Öl mit Aufwärtslücke: WTI legt kräftig zu – die Straße von Hormus bleibt der zentrale Risikofaktor für Angebot und Inflation.
Defensive Rotation: Gold, US-Dollar und Schweizer Franken gefragt – Aktienmärkte unter Druck.
DAX technisch sensibel: Gap-Start unter Vortagsspanne erhöht die Wahrscheinlichkeit einer Trendfortsetzung, entscheidend ist die Initial Balance.
Der stärkste Impuls kommt vom Ölmarkt. WTI legte im Wochenendhandel deutlich zu, im Wochenchart deutet sich eine Aufwärtslücke mit Breakout-Charakter an.

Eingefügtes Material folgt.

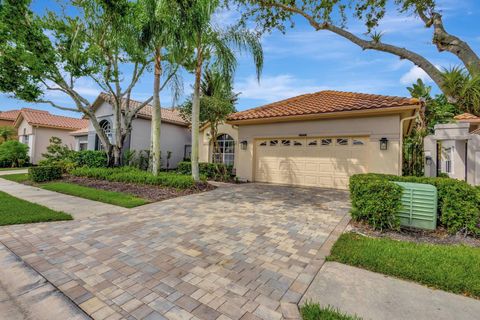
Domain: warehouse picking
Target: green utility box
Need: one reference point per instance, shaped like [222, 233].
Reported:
[419, 205]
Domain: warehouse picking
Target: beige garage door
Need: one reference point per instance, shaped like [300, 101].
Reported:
[320, 162]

Entscheidend ist weniger die reine Charttechnik – sondern das geopolitische Nadelöhr: die Straße von Hormus.
Sollte es hier zu Störungen kommen, drohen Angebotsengpässe bei Rohöl und LNG. Die Folgen wären klar:
steigende Energiepreise
höhere Inflationserwartungen
zunehmender Druck auf Notenbanken
Das könnte Zinssenkungsfantasien dämpfen und die Volatilität an den Aktienmärkten weiter erhöhen.
Steigende Ölpreise spielen Energiekonzernen in die Karten. Shell plc rückt technisch in Richtung einer oberen Range-Begrenzung. Hält die geopolitische Spannung an, steigt die Wahrscheinlichkeit eines Ausbruchs.

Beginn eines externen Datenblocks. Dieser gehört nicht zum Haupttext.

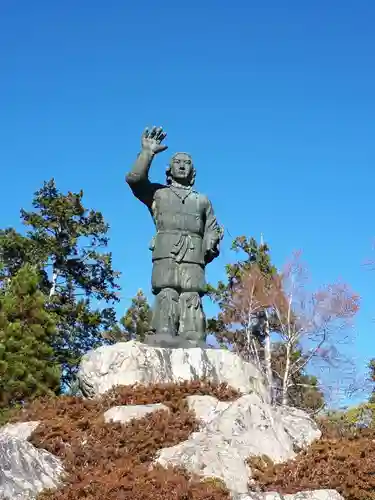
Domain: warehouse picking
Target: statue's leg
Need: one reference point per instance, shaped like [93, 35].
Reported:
[192, 326]
[165, 316]
[165, 313]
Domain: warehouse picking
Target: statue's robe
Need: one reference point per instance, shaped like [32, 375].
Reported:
[187, 233]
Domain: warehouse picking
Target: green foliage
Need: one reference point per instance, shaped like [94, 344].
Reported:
[304, 391]
[135, 324]
[372, 379]
[254, 255]
[66, 243]
[27, 366]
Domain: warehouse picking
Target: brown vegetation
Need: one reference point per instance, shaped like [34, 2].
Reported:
[113, 461]
[342, 462]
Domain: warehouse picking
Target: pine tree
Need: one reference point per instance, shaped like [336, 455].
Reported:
[67, 243]
[245, 323]
[27, 366]
[135, 324]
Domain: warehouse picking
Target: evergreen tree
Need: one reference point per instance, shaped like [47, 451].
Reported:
[238, 320]
[27, 365]
[67, 243]
[136, 322]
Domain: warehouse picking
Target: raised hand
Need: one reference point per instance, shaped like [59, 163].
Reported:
[152, 140]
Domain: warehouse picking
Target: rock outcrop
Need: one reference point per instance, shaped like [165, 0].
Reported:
[229, 432]
[127, 363]
[25, 470]
[124, 414]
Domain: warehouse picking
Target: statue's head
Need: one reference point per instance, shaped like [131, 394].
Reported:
[181, 169]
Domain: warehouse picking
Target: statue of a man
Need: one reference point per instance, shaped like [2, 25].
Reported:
[187, 239]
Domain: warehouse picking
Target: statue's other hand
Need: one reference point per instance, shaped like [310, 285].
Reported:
[152, 140]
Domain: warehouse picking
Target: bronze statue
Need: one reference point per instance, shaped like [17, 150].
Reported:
[187, 239]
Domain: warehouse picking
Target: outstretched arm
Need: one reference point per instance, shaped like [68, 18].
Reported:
[212, 235]
[137, 178]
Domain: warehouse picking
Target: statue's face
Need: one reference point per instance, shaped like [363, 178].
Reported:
[181, 167]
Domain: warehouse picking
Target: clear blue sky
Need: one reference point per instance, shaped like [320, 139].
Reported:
[274, 99]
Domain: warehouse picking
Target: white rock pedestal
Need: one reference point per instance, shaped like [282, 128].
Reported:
[128, 363]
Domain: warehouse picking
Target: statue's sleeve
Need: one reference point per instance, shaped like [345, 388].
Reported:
[139, 182]
[212, 235]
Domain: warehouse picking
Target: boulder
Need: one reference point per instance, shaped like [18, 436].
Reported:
[25, 470]
[20, 430]
[230, 433]
[125, 414]
[128, 363]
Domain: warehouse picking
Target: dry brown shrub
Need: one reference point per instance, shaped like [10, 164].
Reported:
[109, 461]
[345, 464]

Auf der Gegenseite geraten Airlines unter Druck. Deutsche Lufthansa AG kämpft gleich mit zwei Belastungsfaktoren: gesperrte Lufträume und steigende Kerosinkosten.
Auch Rüstungswerte stehen erneut im Fokus. In geopolitischen Krisenphasen fließt Kapital regelmäßig in entsprechende Titel – unabhängig von politischen Bewertungen. Der Markt preist Auftragslage und Budgeterhöhungen.
Gold wird gleich aus zwei Gründen gesucht:
Sicherheitsargument (Flucht in sichere Häfen)
Inflationsargument über steigende Energiepreise
Sollten Öl und Gas die Teuerung erneut anheizen, könnte das die Aussicht auf schnelle Zinssenkungen bremsen – ein Umfeld, in dem Gold häufig relative Stärke zeigt.
Goldminen reagieren in Trendphasen oft überproportional. Beispielhaft steht Newmont Mining Corp im Fokus, wo sich die Struktur in Richtung einer oberen Korrekturbegrenzung entwickelt.
Auch am Devisenmarkt zeigt sich das klassische Muster. Der US-Dollar-Index zieht an, der Schweizer Franken wertet als Sicherheitswährung auf. Besonders relevant bleibt EUR/CHF, da eine starke Franken-Aufwertung für die Schweizer Wirtschaft problematisch werden kann.
Die Schweizerische Nationalbank dürfte die Entwicklung genau beobachten – inklusive möglicher Interventionen bei übermäßiger Stärke des Franken.
Für den DAX ist die Struktur zum Wochenstart entscheidend:
Eröffnung unterhalb der Vortagsspanne signalisiert Schwäche
Große Gaps erhöhen die Wahrscheinlichkeit einer Trendfortsetzung
Wichtig bleiben Overnight-Range, Overnight-Tief als Trigger und die Initial Balance
Wird die Schwäche in der ersten Handelsstunde bestätigt, steigt die Wahrscheinlichkeit für Momentum in Richtung Süden. Gleichzeitig gilt: Nachrichtengetriebene Märkte erfordern sauberes Risiko-Management.
Noch ist keine Kapitulation zu erkennen – die Kursabschläge wirken moderat. Doch der steigende VIX signalisiert zunehmende Nervosität.